Surge in Global Digital Asset Industry Sees Record Inflows
Last week, the global digital asset industry witnessed an unprecedented surge in inflows, with over US$1.4 billion pouring into the market. This surge was largely driven by Bitcoin, which experienced its fifth-highest weekly inflows to date.
Notable Inflows and Trends
British asset management company Coinshares reported a net inflow of approximately US$1.44 billion into global cryptocurrency investment products in the second week of July. This marked a significant increase compared to previous weeks, bringing the total inflow for the year to US$17.8 billion, surpassing the inflow during the last bull market in 2021.
Bitcoin dominated the inflows, with $1.355 billion entering the market, making it the fifth largest weekly inflow ever. Interestingly, there was also a notable increase in inflows into “Bitcoin short” products, signaling a growing interest in betting on Bitcoin’s decline.

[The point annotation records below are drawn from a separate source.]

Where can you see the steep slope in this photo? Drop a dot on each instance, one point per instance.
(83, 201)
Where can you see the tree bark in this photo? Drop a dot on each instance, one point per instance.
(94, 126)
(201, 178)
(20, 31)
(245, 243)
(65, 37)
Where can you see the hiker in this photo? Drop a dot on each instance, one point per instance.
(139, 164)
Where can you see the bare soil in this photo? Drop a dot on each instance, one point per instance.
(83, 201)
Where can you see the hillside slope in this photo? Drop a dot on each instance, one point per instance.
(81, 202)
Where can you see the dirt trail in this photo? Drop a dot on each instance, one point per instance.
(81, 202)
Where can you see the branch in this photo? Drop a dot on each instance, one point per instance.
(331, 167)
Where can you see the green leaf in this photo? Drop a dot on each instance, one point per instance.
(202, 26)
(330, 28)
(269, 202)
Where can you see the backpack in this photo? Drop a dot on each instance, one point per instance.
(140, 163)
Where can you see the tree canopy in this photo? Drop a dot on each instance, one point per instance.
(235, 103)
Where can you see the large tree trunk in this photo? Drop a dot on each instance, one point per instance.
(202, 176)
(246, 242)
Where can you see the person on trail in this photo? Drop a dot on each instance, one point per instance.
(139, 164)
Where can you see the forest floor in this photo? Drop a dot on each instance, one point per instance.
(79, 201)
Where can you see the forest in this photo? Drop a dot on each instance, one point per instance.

Rise of Ethereum and Other Altcoins
Aside from Bitcoin, Ethereum also saw a significant inflow of $72 million, the highest level since March. This followed a period where Solana had outperformed Ethereum in terms of inflows.

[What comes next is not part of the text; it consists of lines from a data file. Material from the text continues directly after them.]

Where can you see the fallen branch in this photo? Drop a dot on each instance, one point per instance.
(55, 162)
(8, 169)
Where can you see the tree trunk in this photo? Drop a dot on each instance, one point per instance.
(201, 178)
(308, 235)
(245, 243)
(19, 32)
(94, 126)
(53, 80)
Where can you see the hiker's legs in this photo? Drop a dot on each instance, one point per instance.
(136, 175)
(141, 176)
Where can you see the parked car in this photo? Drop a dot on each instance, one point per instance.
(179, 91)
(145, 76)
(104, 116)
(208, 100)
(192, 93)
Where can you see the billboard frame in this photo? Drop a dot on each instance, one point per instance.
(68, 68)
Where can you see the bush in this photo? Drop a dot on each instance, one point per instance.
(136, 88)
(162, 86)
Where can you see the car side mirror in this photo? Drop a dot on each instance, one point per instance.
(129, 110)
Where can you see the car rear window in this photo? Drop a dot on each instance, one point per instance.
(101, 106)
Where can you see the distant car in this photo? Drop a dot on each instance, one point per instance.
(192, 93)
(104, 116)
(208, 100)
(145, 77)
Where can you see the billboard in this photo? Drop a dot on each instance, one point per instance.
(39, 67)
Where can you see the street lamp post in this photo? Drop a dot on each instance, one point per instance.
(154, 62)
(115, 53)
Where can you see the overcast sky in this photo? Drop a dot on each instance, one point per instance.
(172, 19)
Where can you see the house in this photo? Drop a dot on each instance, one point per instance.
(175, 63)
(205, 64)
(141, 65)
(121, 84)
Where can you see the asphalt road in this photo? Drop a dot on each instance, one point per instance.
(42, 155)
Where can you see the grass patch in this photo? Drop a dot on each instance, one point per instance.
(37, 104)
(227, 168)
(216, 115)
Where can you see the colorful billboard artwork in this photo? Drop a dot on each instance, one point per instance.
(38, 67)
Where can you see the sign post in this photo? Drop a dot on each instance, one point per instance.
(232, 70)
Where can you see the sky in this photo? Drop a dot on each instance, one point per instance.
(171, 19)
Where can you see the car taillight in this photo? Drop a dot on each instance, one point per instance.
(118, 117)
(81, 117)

Experts believe that Ethereum’s resurgence in inflows can be attributed to the anticipation of approval for an Ethereum spot exchange-traded fund by the U.S. Securities and Exchange Commission. Other altcoins such as Solana, Avalanche, and Chainlink also saw net inflows due to the Ethereum boom.
Market Dynamics and Regional Insights
Despite the price increase of Bitcoin by approximately 5.0% over the past week, it was noted that the rise was not driven by trading volume, which was below the yearly average. The United States led the inflows with US$1.3 billion, with significant contributions also coming from Switzerland, Hong Kong, and Canada.
Looking ahead, the recent influx of capital into cryptocurrencies is expected to continue driving prices up. Bitcoin briefly crossed the $63,000 mark on the 15th and remained steady around $62,800 by the end of the day.